ダ・ル・マ・さ・ん・が・コ・ロ・シ・タ 【完】
「今でもわからないことがあるんです」
「わからないこと……?」
「はい。消える直前に”アレ”が言ったんです。”サ・ホ”って」
「サ……ホ?」
「はい。私も菜摘も痛くて悶えてたから、正確に聞き取れなかったのかもしれないけど……そう言って消えたんです」
……サホ。 女?
また新たな謎が出てきた。
その名前の女を探せというメッセージなのか、それとも……は思い浮かばない。
今はただ、助かる方法を沙奈に伝えたい一心だ。
「調べてみるよ! ……今日は話してくれて、本当にありがとう」
もう一度お礼を言って部屋を出たが、玄関の前が騒々しい。
「帰ってと言ったはずよ!」
……ヤバッ!
――ガチャ。
「お母さん! 少し落ち着……」
「「「ぁ……」」」
俺がドアを開けた瞬間、全員の時間が止まる。
「……これは、いったい、どういう、ことかしら!?」
「ええっと……」
「警視庁の方よね? このことは厳しく言及させていただきますから! 警察が家宅侵入するなんて……言語道断です!!」
「本当に申し訳ございません!」
「僕が勝手に! 宇治木さんは、なにも悪く……」
「ママ!」
そのとき、凛とした、ことみの声が響く。
その声がする方へ皆が視線を向ける。
「……ことみ!?」
母親の表情は一瞬で晴れた。
「私が招き入れたの。

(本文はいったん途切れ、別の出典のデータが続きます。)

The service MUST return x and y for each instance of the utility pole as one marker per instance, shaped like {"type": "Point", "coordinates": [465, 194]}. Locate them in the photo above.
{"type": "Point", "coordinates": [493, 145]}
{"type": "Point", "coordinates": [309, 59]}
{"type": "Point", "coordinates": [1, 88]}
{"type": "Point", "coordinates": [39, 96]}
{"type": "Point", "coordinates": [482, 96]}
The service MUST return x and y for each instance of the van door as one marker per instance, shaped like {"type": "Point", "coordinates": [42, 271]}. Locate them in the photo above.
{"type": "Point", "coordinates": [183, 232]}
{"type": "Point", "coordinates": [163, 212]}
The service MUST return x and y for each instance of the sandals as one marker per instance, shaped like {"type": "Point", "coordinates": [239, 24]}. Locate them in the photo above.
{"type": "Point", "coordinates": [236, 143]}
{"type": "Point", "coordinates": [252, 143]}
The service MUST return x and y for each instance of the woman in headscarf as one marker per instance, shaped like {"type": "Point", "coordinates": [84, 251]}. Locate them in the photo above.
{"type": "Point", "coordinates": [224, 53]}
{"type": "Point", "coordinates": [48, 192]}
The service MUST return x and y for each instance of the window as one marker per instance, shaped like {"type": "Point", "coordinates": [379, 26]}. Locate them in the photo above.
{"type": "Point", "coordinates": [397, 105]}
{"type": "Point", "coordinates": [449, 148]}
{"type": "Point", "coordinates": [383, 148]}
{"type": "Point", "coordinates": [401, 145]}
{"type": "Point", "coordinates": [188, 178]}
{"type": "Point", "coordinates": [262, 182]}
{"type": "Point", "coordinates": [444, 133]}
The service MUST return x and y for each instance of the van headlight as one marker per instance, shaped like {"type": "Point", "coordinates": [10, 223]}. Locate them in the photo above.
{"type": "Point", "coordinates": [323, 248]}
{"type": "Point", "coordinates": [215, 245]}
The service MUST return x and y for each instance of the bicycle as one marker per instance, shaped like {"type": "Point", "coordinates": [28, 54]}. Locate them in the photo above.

この人たちは悪くないよ!」
「あなた……部屋から出れるようになったの?」
「うん、もう大丈夫!」
ふたりは座りこみ、抱き合って泣いていた。
その頬を交互に舐める愛犬。
俺たちも、いろんな意味でホッと胸を撫でおろす。
……さぁ。
この余韻に浸ったままで終わらせてしまおう、呪いのゲームを。